Dividend Dilemma Part 1: Whistling Past the MLP Graveyard

by | Apr 5, 2017

If you want to sell an income-driven deal to retail investors, make sure to pay what looks like a big income yield.  Chances are, it won’t matter too much if the investment isn’t very good and turns out to lose money, so long as purveyors can quote a big income yield, (i.e. 7% or more) as the public  will likely rush to buy it no matter what it is. There are many types of income paying assets investors can buy, some of them better than others, but among the most dangerous and junky of all high yielding income investments are Master Limited Partnerships or MLPs.

Exactly what is an MLP? Most owners of MLPs could not properly explain them to you, but are often quick to boast about  the big income yield they are getting and how their income is “tax free”.

An MLP is a publicly traded interest in a partnership consisting of a General Partner, (usually the issuer, a corporate entity looking to sell depleting assets at a high price) and “Limited Partners”, the shareholders, who are usually retail investors. MLPs are considered “pass through” entities for tax purposes, so their payouts are not taxed in the same way as dividend or interest income. Instead, income payments are applied to lower the cost basis of each unit.  In this way MLPs are not “tax free”, but are taxed more like capital gains. But since most MLPs lose money for shareholders, capital gains taxes are usually not an issue.

Under prevailing IRS code, in order to qualify as a “pass-through” for tax purposes, MLPs must derive at least 90% of their income from “qualifying sources” generated by depleatable natural resources, such as petroleum or natural gas. That key word “depleatable” is one that investors too often overlook.

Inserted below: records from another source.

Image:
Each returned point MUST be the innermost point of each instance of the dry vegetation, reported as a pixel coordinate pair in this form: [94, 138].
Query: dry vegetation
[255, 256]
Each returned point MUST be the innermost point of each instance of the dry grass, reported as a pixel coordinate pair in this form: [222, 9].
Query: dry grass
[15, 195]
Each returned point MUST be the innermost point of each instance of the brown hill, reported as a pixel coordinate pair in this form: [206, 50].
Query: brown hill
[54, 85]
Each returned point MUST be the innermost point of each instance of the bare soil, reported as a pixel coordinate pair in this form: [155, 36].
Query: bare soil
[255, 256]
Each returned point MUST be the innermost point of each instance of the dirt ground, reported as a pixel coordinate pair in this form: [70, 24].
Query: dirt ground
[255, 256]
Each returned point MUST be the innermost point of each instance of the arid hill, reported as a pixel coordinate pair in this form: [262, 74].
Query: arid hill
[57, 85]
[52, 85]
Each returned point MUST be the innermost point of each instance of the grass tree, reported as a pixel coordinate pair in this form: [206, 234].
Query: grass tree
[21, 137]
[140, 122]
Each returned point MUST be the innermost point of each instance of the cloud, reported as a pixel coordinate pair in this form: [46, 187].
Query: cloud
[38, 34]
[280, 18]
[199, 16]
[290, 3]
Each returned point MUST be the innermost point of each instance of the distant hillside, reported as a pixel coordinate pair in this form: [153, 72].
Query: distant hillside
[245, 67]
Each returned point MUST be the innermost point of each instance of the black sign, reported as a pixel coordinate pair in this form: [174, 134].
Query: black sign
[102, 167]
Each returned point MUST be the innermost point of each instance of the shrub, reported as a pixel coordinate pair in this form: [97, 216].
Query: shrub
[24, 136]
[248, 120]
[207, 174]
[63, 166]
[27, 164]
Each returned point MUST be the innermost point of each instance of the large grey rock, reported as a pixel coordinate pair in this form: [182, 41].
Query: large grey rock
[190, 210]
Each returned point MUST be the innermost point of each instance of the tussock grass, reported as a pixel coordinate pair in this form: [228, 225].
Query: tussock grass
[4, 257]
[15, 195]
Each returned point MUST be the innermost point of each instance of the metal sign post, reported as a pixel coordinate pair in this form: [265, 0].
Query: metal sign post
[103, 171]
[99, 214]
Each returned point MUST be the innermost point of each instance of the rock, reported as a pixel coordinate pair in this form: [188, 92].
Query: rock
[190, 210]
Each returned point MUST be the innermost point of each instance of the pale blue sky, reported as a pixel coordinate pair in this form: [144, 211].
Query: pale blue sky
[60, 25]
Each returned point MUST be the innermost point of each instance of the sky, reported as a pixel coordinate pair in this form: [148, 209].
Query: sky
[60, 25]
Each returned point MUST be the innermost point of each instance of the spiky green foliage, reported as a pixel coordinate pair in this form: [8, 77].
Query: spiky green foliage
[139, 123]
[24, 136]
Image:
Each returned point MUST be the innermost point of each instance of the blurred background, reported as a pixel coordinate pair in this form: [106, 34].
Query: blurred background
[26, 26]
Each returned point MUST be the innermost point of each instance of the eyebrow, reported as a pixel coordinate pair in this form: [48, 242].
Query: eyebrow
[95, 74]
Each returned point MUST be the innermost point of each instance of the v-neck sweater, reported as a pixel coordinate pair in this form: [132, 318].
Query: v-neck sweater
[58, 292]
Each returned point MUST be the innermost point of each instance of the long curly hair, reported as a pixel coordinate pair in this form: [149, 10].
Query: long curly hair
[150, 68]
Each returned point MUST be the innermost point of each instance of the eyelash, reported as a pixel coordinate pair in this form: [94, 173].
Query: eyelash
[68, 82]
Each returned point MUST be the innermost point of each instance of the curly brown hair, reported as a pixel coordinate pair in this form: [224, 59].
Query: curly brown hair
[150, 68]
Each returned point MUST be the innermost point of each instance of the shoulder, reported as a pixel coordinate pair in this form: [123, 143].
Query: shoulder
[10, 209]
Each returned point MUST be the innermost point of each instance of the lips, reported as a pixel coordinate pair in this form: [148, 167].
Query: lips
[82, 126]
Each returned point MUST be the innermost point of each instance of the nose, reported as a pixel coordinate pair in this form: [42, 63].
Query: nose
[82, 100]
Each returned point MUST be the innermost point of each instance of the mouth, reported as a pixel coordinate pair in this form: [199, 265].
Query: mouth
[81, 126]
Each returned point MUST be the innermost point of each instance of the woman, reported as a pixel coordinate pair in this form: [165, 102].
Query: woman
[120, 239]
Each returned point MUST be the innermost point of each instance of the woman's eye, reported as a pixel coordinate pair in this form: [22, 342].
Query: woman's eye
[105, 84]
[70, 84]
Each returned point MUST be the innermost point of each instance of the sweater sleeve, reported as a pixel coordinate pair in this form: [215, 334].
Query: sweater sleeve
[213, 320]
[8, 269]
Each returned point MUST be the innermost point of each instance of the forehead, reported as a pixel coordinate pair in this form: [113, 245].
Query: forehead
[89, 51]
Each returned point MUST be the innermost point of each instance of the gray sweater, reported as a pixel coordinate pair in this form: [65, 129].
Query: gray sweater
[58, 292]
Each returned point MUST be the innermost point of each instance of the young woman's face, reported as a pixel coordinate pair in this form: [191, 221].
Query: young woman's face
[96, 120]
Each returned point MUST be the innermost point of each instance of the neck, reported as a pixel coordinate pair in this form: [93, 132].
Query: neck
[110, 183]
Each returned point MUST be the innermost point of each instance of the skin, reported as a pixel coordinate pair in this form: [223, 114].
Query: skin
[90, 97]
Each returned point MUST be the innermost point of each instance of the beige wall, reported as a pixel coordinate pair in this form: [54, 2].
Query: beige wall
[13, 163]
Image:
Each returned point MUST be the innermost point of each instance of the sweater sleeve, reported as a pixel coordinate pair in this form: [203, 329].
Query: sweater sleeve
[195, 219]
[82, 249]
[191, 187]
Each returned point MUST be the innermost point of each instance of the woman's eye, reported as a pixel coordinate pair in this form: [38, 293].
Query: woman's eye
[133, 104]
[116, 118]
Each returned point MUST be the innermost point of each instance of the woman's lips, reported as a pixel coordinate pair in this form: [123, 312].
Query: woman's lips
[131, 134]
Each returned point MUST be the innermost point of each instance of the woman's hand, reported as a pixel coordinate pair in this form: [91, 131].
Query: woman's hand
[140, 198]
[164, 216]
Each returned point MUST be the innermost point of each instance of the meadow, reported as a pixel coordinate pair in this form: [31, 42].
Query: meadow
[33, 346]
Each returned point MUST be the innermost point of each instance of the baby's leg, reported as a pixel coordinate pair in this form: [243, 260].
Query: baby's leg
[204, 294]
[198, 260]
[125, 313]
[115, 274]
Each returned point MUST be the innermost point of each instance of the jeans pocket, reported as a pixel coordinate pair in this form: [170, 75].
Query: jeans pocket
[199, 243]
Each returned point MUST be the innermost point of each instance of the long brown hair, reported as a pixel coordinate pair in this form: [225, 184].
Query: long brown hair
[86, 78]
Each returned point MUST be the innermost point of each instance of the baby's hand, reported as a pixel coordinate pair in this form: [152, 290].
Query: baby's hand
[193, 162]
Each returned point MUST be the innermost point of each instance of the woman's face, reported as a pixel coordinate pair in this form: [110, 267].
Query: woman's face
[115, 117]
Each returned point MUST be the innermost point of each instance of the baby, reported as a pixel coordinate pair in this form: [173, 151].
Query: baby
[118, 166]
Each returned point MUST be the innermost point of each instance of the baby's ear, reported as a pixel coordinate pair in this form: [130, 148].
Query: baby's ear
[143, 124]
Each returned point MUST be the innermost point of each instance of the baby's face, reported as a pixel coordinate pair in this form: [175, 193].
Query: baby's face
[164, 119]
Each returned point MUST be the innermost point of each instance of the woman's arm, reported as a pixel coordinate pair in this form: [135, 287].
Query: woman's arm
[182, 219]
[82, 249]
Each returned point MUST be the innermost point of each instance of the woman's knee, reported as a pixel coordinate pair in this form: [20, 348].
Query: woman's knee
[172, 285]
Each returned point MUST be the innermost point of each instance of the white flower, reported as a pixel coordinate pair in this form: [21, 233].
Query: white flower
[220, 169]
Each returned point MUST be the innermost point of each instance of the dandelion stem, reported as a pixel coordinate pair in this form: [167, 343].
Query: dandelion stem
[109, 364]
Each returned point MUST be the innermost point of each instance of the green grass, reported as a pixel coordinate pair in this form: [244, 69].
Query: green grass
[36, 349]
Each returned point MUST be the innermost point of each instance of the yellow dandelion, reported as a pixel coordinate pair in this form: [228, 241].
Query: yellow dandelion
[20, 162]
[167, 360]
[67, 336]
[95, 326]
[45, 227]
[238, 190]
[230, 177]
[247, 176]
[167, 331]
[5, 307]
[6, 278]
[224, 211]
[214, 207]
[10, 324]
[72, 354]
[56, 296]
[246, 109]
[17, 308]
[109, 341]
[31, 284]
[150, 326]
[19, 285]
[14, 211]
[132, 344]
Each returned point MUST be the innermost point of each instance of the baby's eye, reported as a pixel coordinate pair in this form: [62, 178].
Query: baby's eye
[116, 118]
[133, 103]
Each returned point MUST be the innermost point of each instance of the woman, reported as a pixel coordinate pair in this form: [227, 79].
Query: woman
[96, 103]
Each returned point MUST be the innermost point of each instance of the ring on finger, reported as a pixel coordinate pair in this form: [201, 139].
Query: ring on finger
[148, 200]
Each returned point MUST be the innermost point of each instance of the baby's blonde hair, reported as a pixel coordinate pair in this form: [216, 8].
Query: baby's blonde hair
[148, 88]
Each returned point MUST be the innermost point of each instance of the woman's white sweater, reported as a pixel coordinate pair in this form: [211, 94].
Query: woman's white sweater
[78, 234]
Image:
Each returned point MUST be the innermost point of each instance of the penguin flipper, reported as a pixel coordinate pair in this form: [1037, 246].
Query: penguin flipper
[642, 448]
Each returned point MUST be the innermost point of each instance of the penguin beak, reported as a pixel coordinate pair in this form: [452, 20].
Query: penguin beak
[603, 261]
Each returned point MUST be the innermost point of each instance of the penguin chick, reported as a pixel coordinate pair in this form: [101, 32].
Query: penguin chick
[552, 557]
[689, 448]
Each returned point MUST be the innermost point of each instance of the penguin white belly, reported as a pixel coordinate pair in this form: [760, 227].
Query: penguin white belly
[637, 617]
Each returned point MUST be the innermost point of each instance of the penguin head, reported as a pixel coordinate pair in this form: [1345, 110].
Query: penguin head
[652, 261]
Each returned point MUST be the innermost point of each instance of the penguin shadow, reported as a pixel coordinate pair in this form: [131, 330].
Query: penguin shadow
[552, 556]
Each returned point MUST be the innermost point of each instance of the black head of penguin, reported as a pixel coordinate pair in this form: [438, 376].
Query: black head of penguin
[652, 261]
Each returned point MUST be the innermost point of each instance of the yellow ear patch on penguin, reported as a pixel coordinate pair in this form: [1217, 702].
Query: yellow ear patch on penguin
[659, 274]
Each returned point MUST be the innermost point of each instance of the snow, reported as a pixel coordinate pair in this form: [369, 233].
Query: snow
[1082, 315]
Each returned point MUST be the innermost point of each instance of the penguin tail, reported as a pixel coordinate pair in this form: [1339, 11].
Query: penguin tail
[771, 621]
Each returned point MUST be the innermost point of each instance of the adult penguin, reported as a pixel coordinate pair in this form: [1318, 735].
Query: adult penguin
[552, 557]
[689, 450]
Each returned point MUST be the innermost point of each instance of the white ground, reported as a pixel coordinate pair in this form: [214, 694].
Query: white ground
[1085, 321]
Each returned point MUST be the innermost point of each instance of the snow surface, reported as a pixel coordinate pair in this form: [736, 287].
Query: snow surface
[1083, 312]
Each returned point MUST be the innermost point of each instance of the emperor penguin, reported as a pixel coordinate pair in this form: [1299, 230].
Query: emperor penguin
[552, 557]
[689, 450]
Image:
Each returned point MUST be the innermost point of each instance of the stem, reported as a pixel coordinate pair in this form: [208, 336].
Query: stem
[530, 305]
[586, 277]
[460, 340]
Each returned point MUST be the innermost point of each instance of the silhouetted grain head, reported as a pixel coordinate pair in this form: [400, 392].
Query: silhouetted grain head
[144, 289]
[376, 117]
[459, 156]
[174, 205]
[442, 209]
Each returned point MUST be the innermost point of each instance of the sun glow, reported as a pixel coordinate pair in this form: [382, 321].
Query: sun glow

MLPs usually have two classes of ownership, one for the General Partner and one for the shareholders. The General Partner class has all the voting power and makes all decisions, and has no fiduciary duty to shareholders. Investors hold a subordinated, temporary and diminishing interest  in some sort of mineral or gaseous resource, or a pipeline interest, or maybe something else, receiving an income stream derived from normal commercial operations. In addition to a preferred interest in the depleting asset pool, the General Partner also receives a generous management fee from limited partners, which can sometimes be quite high. In addition, MLPs generate pesky K-1 tax forms instead of standard 1099 income reporting. These K-1s are often complicated, late in arriving, incorrect and routinely make your tax preparer very upset.

If that were not enough, the net investment results of MLPs can even be more negative. Take a look at the long term price charts of any number of MLPs and you notice an interesting similarity. Their long term price trajectory is usually downward. Which brings us back to the word “depleatable”. If you read the prospectus and other offering materials for MLPs, (almost no one does) they state that Limited Partner  interest in the MLP underlying asset diminishes over time and then at some point expires. This means as time passes, shareholders own less and less of whatever it is the MLP is supposed to represent until in some cases, they own nothing at all. Therefore, it is natural for the share values to decline over time, but that is not the only reason MLPs usually lose value.

MLPs lose value because investors who hold them often panic when MLP share prices are under pressure, causing a steep and less than orderly decline that can reduce MLP values by 50% or more. This actually happened in the first quarter of 2016, when crude oil prices tumbled by more than 65% from their highs. MLP investors lost their shirts as share prices collapsed with petroleum quotes. As crude oil partially recovered in the months that followed, MLPs regained only a portion of their 2015 values, stranding investors with big losses. This was not an isolated one-time event. Truth is that MLPs have been making investor money disappear ever since their introduction back in 1981.

Since MLPs pay good income yields and offer what appear to be certain tax preferences, investors and their brokers routinely look past all the hazards of MLPs and grasp on to their big yields, as the income return is all they want to see.

There are other much better places in financial markets to derive income and total returns, but if you insist on whistling past the MLP graveyard, good luck, you’ll need it.